MANILA - The chairman of the Metropolitan Manila Development Authority missed Tuesday a Senate inquiry into his agency's provincial bus ban, which spawned gridlocks on EDSA last week.
MMDA Chairman Danilo Lim instead attended a memorandum of agreement signing that could not be postponed, his agency's general manager, Jojo Garcia, said.
Sen. Grace Poe, who led the inquiry as chairperson of the Senate public services committee, said the MOA signing was merely "ceremonial."
"Ano ba naman iyung pirmahan nila nang 5 minuto at pumunta rito?" she said.
(Couldn't they have signed that in 5 minutes and go here after?)
"Syempre iba naman iyung sasabihin mo. Dahil hindi ikaw talaga ang namumuno, mapapairal mo ba 'yan na walang approval galing sa kanya?" she added, addressing Garcia.
(Of course what you'll say will be different. Because you are not the leader, will you be able to implement that without approval from him.)
Poe warned that she will conduct another hearing "only to listen to his (Lim's) side."

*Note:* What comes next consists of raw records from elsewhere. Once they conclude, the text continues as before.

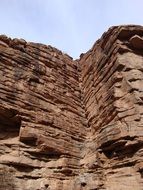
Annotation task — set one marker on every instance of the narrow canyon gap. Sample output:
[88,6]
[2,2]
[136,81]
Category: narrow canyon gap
[72,124]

"Doon sa mga hindi nag-a-attend, 'wag niyong iisipin na hindi matutuloy ang araw n'yo dito sapagkat accountability po iyan. Lahat dapat mayroong pagkakataong marinig ang inyong panig," she said.
(To those who don't attend, don't think that your day here will not come because this is an issue of accountability. Everyone should have a chance to have their side heard.)
The MMDA pushed through with the ban's dry run even after a Quezon City court barred the implementation of the policy.
Various groups have questioned the legality of the traffic scheme before the Supreme Court, claiming the MMDA does not have the authority to ban provincial buses along EDSA as the agency does not have legislative nor police powers.
They rely on a 2007 Supreme Court ruling which invalidated former President Gloria Macapagal-Arroyo’s similar directive to close down bus terminals along EDSA in 2003.
The Philippine capital’s traffic congestion costs the country P3.5 billion daily, a 2017 data from the Japan International Cooperation Agency showed. This could rise to P5.4 billion by 2035 if no interventions are made.
The government is now rushing to build transportation systems to make commuting in the capital easier and free the roads of cars.